Figure 5. Natural spike train induced long-term potentiation is strongly reduced in the presence of elevated cAMP levels.

(A) Application of the adenylate cyclase activator forskolin (50 µM) enhances synaptic transmission in this exemplary experiment and strongly reduces long-term potentiation induced by repetitive (5 x) delivery of spike train 2. Traces on top are averages of five consecutive sweeps taken at the time point indicated by the numbers in the graph. Triangle denotes frequency facilitation paradigm for 20 pulses with 1 Hz, arrow indicates time point of spike train 2 application, second horizontal bar represents application of DCGIV (1 µM) at the end of experiment. (B) Summary plot displaying the drastically reduced potentiation for n = 4 such experiments (closed circles). Values are normalized to the amplitude in forskolin before train delivery. For comparison, the potentiation elicited by spike train 2 in the absence of drugs (open circles, same dataset as in Figure 2F) is overlayed. In the presence of forskolin the potentiation was reduced to 143.4±11.5% (p<0.001, compared to control).

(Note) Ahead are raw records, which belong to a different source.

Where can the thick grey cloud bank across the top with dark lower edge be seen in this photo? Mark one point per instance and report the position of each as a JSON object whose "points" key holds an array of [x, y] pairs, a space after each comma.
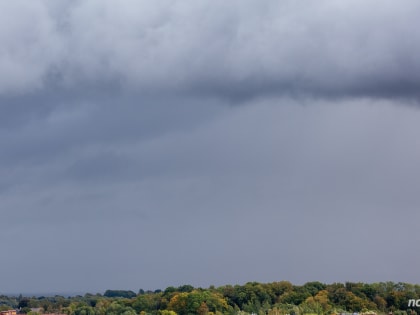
{"points": [[235, 49]]}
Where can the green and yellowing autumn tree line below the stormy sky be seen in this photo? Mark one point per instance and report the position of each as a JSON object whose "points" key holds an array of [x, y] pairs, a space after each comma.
{"points": [[276, 298]]}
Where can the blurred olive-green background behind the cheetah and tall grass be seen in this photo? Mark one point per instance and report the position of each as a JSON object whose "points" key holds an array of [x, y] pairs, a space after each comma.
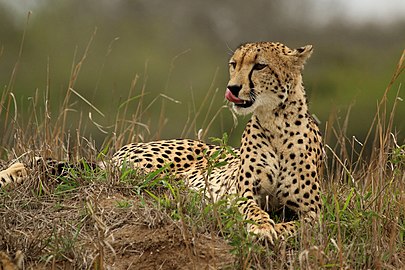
{"points": [[180, 49]]}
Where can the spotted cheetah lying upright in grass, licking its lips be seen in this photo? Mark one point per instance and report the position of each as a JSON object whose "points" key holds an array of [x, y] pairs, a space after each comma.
{"points": [[278, 164]]}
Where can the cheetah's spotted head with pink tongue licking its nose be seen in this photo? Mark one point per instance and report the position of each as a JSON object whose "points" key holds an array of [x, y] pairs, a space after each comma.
{"points": [[262, 74]]}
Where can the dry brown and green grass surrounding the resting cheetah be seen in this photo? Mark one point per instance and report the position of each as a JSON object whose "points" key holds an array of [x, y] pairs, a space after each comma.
{"points": [[123, 220]]}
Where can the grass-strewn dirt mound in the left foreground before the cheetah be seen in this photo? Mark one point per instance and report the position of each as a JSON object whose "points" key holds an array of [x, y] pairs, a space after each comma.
{"points": [[87, 229]]}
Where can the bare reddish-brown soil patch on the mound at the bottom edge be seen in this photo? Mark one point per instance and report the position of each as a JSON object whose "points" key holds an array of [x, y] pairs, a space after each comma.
{"points": [[168, 246]]}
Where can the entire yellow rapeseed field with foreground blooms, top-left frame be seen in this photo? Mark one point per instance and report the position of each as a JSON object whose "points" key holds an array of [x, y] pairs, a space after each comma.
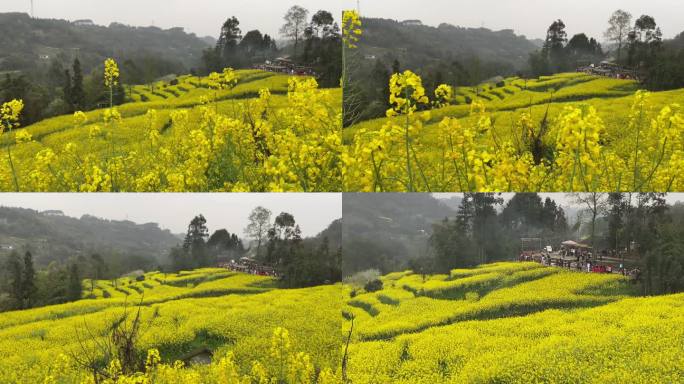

Figure 6. Summary of the amount of potentiation induced by different stimulation paradigms.

(A) Long-term potentiation induced by repetitive presentation of spike train 2 (open circles) is comparable to LTP induced by a classical LTP induction protocol (grey circles) by tetanic stimulation (3×125 pulses at 25 Hz with 30 s pauses in between). (B) All used stimulation paradigms based on place field specific spiking activity of granule cells triggered a significant long-term potentiation of synaptic responses when compared to control values. Asterisks point to a significant increase in fEPSP amplitude (single distribution t-test against 100%). The amount of LTP induced by repetitive presentation of spike train 2 was not significantly (ns) different from LTP induced by a classical tetanic paradigm or under the action of AP-V and LY341496.